Frank’s brother, Drexel Swanson, told ATTN that his brother’s main purpose in life is to “make people feel good about themselves and to bring a smile to their face,” ever since a childhood accident left him disabled. He says Frank’s way of doing that is to hug people, but he is respectful of people’s personal space, only offering it to those who accept after he asks. However, Walmart had no love for the hugs, which they had previously warned him about, before finally firing him over a price match discount on sweet tea.
Dedicated to every aspect of a job that other people wouldn’t take half as seriously, Frank memorizes competitor’s weekly ads, since Walmart advocates price-matching. So, when a customer came in and asked if he could price-match a single beverage for her, but she didn’t have the other store’s ad to prove the price, Frank knew what they were selling it for and rang the woman up at the slightly discounted rate. The West Plains Walmart considered these few cents theft and terminated him for it.
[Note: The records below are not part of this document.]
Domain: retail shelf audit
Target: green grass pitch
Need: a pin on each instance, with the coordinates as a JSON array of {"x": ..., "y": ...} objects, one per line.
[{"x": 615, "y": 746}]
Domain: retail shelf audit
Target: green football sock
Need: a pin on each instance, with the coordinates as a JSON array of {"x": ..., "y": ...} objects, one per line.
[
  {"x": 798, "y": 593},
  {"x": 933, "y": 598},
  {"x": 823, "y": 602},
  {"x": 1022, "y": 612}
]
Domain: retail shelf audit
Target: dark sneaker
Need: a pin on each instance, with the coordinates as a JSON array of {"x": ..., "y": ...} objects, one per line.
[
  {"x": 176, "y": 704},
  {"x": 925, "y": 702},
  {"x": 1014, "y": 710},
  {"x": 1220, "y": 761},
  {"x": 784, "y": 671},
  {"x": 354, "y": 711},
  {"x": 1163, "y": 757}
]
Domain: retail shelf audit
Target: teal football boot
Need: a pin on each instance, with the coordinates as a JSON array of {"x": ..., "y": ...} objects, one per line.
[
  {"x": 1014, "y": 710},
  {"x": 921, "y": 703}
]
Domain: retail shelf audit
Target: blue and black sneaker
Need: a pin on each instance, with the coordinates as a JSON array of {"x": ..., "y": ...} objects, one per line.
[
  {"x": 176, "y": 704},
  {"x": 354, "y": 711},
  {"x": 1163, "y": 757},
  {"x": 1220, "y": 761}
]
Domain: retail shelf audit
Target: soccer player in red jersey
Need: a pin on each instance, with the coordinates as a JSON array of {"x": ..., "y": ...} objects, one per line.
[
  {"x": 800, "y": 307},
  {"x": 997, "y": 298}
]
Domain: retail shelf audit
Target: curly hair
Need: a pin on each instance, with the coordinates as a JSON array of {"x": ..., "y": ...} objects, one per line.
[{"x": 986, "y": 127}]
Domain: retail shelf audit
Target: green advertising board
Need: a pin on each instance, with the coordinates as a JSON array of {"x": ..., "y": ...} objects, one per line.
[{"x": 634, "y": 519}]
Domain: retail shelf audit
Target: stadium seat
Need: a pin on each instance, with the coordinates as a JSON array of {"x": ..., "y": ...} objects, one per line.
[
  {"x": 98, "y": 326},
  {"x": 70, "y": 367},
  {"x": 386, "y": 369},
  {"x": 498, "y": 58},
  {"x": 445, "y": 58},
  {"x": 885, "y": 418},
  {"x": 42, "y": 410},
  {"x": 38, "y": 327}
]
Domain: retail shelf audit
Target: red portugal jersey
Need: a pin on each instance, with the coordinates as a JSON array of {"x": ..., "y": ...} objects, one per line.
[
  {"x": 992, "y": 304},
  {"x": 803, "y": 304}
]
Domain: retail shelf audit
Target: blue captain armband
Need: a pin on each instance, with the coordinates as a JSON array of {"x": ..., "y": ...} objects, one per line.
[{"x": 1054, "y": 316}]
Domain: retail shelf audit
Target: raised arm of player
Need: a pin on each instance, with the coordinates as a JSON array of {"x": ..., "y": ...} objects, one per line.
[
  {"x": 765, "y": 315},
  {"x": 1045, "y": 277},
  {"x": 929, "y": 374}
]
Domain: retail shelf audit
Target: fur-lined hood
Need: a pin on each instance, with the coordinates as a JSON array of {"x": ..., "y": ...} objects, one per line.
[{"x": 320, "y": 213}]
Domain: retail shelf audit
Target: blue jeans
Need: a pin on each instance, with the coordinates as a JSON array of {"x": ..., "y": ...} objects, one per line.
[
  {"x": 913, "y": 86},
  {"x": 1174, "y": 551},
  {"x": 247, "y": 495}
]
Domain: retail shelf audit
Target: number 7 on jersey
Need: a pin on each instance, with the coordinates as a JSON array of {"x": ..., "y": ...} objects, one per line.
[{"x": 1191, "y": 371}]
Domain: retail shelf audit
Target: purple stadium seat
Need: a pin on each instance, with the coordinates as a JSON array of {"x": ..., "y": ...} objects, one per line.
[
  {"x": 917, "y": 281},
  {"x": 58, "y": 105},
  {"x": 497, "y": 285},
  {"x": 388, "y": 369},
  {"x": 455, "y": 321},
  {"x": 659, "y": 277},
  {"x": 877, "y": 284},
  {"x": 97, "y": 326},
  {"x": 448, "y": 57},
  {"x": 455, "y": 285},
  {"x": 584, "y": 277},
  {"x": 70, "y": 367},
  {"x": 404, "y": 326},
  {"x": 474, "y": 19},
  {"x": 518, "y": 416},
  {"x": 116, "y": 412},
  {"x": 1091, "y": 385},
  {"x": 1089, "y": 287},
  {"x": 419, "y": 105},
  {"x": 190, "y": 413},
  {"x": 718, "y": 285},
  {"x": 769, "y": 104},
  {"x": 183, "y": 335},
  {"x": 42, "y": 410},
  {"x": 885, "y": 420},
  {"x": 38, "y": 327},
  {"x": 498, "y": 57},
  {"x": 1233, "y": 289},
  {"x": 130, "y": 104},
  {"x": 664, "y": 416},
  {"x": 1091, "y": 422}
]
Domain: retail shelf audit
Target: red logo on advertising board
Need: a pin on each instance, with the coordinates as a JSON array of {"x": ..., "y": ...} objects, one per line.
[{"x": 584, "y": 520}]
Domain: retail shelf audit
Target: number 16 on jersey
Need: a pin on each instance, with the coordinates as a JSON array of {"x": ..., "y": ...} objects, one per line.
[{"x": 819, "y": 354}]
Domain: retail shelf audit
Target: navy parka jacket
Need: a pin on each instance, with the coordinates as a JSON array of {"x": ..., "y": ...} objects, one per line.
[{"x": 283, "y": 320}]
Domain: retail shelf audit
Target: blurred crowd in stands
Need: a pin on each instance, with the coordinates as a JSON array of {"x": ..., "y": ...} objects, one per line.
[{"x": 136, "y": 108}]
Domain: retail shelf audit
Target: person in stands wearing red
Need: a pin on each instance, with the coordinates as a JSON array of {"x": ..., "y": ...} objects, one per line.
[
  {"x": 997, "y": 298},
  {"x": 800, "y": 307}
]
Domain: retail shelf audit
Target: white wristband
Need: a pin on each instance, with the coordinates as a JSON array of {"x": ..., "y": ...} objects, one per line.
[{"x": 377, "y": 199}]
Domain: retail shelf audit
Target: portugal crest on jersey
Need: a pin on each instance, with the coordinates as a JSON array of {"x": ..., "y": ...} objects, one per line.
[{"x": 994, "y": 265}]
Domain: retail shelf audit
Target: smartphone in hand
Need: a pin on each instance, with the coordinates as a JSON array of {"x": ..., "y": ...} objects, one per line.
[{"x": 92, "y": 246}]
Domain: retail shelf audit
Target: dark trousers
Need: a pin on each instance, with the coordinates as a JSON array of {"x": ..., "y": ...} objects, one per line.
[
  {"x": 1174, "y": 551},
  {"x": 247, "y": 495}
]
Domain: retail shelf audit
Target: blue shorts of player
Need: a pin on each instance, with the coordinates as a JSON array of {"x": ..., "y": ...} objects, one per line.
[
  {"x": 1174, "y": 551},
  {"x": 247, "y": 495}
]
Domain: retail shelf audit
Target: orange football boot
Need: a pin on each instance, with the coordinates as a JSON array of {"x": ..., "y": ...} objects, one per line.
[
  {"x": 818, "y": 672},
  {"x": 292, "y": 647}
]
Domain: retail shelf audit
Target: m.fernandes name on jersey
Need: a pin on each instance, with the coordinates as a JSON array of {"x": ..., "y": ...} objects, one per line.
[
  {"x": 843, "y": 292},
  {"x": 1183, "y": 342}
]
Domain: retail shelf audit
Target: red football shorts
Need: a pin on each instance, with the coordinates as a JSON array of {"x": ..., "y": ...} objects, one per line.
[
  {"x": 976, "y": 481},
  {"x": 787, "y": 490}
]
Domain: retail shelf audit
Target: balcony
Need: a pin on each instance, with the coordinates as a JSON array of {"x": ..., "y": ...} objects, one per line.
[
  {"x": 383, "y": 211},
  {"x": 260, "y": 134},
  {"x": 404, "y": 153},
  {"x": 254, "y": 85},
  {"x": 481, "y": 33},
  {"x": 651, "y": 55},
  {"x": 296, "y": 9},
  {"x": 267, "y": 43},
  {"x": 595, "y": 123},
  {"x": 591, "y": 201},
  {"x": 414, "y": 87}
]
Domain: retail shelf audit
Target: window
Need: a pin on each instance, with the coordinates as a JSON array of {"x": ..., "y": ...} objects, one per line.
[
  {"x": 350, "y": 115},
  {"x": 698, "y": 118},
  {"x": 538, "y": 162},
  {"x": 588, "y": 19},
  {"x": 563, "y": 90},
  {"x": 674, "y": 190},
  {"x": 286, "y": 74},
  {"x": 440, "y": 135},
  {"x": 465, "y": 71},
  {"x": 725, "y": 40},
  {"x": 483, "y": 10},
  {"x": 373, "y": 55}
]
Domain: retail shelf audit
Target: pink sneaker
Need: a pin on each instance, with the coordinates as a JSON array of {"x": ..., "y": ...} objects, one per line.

When his boss argued that the competitor’s rate, which he honored, was not correct, Frank personally went to the store in question and asked them to pull an archived ad. Sure enough, it was the price he gave the customer, proving management wrong, but he’s still not getting his job back. Drexel, along with the entire town who love his brother, believes it was the hugs that they found “gross” and inappropriate and really fired him for, since he had been talked to about it before, but never told he had to stop completely — just to get permission from the customers.
Drexel said that his brother doesn’t have a mean bone in his body and has even paid for customers’ groceries when they came up short on cash at the register. He’s the ideal employee with behaviors that should earn him a raise, and he has genuine love for his community that most companies should celebrate. Instead, they terminated him for it.
Even if the West Plains Walmart ever does come to their senses, Frank should take his awesome work ethic and attitude and bless another business with it, who respects such things. Stores need more people like him and less entitled employees who couldn’t care less about customers.